3 Tips to Improve your F&B Customer Service Recovery

customer service recovery F&B

Have you ever had a bad restaurant experience? How did the staff or managers react?

While I was researching for one of my food guides, I went all the way to the northern end of Singapore to try out a western grill restaurant. The place was packed, but the busy staff were still chirpy and told us to wait a moment while they prepared a table.

Eventually we were seated, and seeing such a slammed night, I also prepared for our ordered meal to arrive a tad slower. It took about 30 minutes for the food to arrive, which was expected, but something else happened- my buffalo chicken wings didn’t make it to the table.

To their credit, the staff did inform me that the fried stuff would take longer, so I didn’t enquire further, assuming the fried wings would come later. After we finished all our main courses, and the wings still did not arrive, I was starting to get vexed. So I approached one of the staff to check on the wings. He nodded and went off. 10 minutes pass, no reply, no wings.

I decided to approach the more senior looking manager instead, and asked about our wings again. He nodded, said he would check and promptly left. Another 10 minutes pass without us knowing the fate of our wings, which is when I decided to just get the check.

When I asked for the bill, only then did the manager inform me the wings I ordered 1 hr 5 minutes ago, was being fried and will be out very soon. I said it was ok and I just wanted the bill. But he insisted that the wings were being fried already and suggested I pack them away instead. Sure, that’s what I did, but the restaurant lost me as a repeat customer just because the staff insisted I pay for their $12 buffalo wings (food cost probably around $4), which the kitchen obviously forgot about. Was it worth it?

Oh, he did throw in an apology after we paid and packed the wings. But the blood in my head probably didn’t let me hear very well by then.

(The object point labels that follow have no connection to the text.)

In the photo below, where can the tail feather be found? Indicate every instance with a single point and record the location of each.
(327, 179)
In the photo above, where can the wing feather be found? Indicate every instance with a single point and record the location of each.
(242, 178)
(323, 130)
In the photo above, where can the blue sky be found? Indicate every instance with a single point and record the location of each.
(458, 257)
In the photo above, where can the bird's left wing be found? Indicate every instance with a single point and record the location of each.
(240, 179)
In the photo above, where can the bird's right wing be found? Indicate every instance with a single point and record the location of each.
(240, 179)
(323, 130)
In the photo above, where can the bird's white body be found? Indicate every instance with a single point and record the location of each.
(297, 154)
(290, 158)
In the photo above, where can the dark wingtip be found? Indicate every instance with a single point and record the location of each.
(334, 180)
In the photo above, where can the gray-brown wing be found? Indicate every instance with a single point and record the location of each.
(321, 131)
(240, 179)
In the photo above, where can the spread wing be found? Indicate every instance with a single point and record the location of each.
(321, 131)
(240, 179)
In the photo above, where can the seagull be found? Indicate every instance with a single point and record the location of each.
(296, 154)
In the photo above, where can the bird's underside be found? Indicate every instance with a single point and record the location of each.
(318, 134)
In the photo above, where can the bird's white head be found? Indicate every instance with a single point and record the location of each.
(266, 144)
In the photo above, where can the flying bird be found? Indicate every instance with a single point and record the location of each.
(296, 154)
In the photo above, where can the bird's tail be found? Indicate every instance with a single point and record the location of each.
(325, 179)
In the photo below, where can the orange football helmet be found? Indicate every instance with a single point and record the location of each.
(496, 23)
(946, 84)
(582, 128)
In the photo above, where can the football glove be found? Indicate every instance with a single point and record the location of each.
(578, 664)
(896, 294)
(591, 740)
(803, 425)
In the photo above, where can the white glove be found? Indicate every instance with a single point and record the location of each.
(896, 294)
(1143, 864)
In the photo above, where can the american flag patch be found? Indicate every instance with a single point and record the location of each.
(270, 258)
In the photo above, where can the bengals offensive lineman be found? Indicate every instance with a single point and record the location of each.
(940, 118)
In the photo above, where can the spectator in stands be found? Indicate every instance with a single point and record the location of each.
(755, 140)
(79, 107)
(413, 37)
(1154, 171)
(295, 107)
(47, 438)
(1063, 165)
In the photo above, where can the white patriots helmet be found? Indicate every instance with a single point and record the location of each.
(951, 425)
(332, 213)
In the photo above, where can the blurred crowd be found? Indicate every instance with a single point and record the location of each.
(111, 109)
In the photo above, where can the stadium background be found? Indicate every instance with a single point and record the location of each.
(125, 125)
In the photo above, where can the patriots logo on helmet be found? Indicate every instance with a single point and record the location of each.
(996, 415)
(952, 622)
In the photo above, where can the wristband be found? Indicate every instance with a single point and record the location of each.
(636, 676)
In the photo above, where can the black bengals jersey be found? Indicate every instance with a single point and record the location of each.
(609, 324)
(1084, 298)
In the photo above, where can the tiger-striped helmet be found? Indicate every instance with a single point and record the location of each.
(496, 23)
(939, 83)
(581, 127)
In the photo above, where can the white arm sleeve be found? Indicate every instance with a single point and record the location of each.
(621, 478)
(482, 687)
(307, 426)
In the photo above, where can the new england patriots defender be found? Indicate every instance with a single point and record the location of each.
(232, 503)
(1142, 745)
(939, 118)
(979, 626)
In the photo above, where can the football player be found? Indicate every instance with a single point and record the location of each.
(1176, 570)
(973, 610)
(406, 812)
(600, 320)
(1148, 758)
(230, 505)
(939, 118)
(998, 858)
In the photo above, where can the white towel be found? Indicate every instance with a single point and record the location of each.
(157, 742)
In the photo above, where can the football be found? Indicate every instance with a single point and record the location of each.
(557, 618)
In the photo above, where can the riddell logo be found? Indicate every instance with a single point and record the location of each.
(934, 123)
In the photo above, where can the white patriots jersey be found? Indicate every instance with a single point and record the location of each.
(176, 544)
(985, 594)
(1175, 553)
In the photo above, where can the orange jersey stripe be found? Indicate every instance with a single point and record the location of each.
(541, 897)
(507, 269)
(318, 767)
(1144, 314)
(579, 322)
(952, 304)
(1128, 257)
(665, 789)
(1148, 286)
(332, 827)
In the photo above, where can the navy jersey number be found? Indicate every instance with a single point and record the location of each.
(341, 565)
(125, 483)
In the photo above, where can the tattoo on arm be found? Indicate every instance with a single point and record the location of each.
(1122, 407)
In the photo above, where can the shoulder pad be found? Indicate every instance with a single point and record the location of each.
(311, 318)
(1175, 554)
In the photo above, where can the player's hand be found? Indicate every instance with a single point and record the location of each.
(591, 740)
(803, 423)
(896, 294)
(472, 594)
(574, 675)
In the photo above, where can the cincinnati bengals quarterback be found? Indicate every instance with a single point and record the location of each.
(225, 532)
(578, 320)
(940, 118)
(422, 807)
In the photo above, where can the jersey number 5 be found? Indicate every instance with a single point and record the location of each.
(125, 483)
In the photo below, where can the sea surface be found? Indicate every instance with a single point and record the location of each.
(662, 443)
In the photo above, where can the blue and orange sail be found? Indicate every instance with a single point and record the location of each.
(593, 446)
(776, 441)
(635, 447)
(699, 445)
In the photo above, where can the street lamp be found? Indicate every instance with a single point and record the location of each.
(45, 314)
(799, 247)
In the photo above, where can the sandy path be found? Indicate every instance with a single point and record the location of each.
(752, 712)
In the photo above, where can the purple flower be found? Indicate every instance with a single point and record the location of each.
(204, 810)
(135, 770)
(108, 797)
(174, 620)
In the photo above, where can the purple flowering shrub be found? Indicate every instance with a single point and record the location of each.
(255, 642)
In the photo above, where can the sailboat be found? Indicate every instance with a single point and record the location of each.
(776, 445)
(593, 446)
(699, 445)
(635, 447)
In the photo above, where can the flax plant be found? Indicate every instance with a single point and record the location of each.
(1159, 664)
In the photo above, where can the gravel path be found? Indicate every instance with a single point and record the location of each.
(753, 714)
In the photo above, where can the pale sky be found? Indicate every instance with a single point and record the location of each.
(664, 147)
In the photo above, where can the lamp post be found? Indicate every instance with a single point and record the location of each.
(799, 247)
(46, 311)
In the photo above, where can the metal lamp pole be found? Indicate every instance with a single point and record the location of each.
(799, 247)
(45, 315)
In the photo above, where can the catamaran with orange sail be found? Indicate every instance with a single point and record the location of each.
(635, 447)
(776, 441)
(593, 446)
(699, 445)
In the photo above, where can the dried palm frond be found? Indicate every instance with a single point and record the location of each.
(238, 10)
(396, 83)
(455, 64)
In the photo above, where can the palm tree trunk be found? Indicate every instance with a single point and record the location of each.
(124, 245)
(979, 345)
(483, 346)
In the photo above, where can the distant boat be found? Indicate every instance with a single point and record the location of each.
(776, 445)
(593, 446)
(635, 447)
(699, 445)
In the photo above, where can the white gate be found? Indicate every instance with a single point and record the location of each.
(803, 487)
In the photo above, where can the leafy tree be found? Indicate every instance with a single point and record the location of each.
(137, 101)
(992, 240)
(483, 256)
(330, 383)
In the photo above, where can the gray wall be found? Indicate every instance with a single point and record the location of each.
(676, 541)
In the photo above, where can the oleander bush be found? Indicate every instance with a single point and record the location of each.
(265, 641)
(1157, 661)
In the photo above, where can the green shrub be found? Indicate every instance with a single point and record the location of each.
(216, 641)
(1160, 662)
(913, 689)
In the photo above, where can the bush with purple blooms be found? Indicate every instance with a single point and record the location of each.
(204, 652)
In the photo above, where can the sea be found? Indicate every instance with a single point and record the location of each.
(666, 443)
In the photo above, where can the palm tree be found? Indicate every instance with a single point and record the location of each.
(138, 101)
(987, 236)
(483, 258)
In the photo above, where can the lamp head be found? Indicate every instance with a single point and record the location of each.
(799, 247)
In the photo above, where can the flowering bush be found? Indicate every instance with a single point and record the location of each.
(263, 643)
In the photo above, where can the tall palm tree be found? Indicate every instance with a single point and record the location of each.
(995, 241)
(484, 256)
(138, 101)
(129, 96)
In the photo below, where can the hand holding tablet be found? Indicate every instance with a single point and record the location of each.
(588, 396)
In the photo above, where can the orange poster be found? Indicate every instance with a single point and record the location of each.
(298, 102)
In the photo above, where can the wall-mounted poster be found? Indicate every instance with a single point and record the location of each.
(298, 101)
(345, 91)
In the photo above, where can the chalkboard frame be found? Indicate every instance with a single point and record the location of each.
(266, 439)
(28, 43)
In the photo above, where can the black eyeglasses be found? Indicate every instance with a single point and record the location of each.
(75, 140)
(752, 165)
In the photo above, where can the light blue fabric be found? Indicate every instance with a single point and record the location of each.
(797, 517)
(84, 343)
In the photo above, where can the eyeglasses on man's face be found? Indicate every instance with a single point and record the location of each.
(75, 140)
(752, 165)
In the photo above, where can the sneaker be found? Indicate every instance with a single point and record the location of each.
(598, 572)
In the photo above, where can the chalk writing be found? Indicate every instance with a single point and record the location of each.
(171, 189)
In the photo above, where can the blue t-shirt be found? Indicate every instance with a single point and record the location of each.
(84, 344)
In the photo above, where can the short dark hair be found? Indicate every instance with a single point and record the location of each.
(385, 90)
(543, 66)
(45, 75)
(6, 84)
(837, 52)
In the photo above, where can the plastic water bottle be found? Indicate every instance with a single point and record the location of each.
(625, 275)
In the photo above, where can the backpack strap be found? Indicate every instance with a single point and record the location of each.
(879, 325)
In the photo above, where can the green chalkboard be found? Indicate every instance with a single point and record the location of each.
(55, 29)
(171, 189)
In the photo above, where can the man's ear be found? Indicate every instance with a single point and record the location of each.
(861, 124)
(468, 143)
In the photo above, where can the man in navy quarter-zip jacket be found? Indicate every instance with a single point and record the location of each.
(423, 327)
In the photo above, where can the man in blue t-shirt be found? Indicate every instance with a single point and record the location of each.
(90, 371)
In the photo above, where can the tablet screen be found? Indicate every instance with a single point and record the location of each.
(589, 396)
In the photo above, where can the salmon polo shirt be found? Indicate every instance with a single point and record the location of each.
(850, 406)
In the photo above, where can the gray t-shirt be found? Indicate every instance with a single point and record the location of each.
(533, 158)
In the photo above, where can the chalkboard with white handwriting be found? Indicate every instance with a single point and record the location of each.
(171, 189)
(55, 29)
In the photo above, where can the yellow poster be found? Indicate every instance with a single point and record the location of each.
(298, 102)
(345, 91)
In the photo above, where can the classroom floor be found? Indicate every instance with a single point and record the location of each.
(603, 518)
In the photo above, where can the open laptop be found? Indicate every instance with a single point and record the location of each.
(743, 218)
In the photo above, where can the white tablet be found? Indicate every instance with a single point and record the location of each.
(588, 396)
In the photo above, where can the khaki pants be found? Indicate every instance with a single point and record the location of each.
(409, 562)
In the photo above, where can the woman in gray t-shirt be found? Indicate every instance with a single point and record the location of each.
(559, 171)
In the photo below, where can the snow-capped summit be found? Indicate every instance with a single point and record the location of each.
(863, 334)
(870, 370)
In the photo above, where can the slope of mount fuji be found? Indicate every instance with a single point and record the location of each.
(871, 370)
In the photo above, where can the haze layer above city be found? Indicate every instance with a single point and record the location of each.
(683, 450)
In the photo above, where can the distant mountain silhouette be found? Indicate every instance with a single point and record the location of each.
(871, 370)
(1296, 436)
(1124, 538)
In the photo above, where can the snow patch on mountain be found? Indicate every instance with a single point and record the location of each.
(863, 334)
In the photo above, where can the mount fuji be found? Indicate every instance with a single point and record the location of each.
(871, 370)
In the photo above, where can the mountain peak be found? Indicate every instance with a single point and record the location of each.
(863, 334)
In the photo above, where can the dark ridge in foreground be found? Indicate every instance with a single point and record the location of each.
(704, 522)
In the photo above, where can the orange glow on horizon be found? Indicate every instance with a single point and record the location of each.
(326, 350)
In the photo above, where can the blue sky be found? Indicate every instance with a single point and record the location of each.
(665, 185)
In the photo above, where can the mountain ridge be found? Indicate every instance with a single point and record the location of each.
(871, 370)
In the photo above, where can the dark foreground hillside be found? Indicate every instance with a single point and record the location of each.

Here’s what the manager and staff could have done better:

1. Acknowledge and reply

If a guest asks about a missing dish or any other requirement like even a glass of water, staff should acknowledge the request, then come back with an answer. Are you still catching the chicken? Did you run out of water? Did the chef go on strike? We ask because we want an answer to what’s happening.

Yes, sometimes it gets really busy and there are a million things to do, but you can’t leave a customer’s request just hanging like that. People want to be heard, and being ignored is a sure-fire way to lose customers in the long term.

Always get back to the customer even after you’ve checked with the kitchen. We want to know something is being done.

2. Be honest

If a restaurant makes a mistake, own up. Be genuine and be candid to your guest. In the scenario I experienced, the kitchen obviously misplaced the order and forgot all about my wings. But instead of owning up, they decided to pretend everything was hunky dory and still push out the wings instead.

Diners aren’t simpletons. If a dish doesn’t come together with all the other main dishes (with fine-dining as an exception), we know something went wrong. Trying to cover it up just makes it worst.

What the manger could have done is just admit they forgot about our order, apologize, and asked if I still wanted it. Honesty is the best policy.

3. Make up for your mistake; build a long-term relationship

When a restaurant makes a mistake most often accidentally, some customers will be nonchalant about it, while others will get piping mad. A verbal apology is expected, but why not go the extra mile and retain the customer by making up for it? If played right, even a short-tempered guest can be tamed.

There are limitless ways a restaurant can make their apology more sincere: a discount off the bill, a free dessert, waiving off certain dishes- the possibilities of appeasing the customer is limitless. And the cost to the restaurant is minimal, compared to the profits of long term customer loyalty they can get in return.

In my dining situation, if the manager had at least waived off my ‘lost and found’ chicken wings, I would have felt a lot less frustrated. Better yet, if they offered a small discount off the bill for making me wait, they would have still kept me as a customer because they made up for their mistake and I appreciate it.

It is most probably inexperience that make restaurants unable to deal with customer service recovery appropriately, and I hope this article provides some learning points for anyone in the service line.

If you are able to turn that customer frown into a smile, you’re going to retain a lot more customers, make a lasting impression and make a lot more profit. Don’t just think about the short term costs of compensating for a mistake, which is very marginal if you manage to convert a long term customer in the end. Spend that couple dollars for hundreds to thousands in return.